- Citizenship: Czech Republic
- Education: Charles University
- Known for: Fusion plasma, Project leader of COMPASS tokamak , Ball-pen probe
- Scientific career
- Fields: Fusion plasma
- Workplaces: Czech Technical University in Prague
- Thesis: Study of high temperature plasma in tokamak-like experimental devices (2009)
- Website: https://www.cvut.cz/en/women-in-science/jana-brotankova

= Jana Brotánková =

Czech plasma physicist

Jana Brotánková (born in the 1980s) is a Czech physicist specialising in thermonuclear fusion. She is based at the Faculty of Nuclear Sciences and Physical Engineering of the Czech Technical University in Prague. She has worked on plasma physics, thermonuclear fusion, fusion (tokamak, stellarator), reversed field pinch and artificial intelligence.

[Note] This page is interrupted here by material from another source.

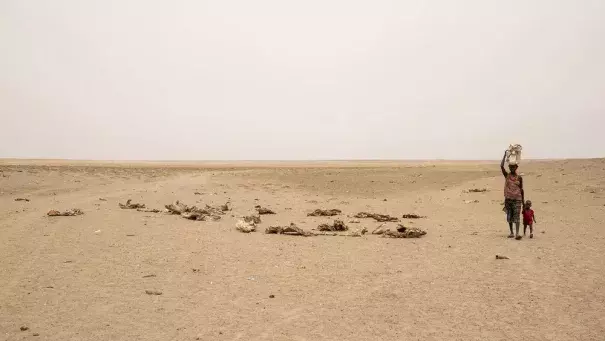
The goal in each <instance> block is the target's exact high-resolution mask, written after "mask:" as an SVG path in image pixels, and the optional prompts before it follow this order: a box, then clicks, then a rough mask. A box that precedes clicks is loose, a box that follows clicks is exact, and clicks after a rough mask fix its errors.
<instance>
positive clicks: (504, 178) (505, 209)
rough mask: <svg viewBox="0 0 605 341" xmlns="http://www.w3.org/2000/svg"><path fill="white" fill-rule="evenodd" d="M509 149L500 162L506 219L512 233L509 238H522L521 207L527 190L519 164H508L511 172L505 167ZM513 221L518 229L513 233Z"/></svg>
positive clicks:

She is the president of the Czech Physical Society.

==Education==
Brotánková graduated from a high school in Česká Lípa in 1997. In 2003, she graduated from physics at the Faculty of Mathematics and Physics of the Charles University, Prague. In 2009, she obtained PhD and RNDr in Plasma Physics at Charles University.

==Career==
From 1998 to 2010, she worked at the Institute of Plasma Physics of the Czech Academy of Sciences (tokamak department). In 2010–2012, she held a fellowship in India (at the Institute for Plasma Research, Gandhi Nagar. In 2013–2015, she worked with fusion education efforts and research abroad, and then returned to Czech Technical UniversityCTU to help establish the "PlasmaLab@CTU" lab.

Her expertise includes: plasma diagnostics (Thomson scattering, probe diagnostics), plasma turbulence, magnetic topology, fusion devices (tokamak, reversed field pinch), and education in fusion physics. She has published in areas spanning fusion physics and also in conservation biology and artificial intelligence.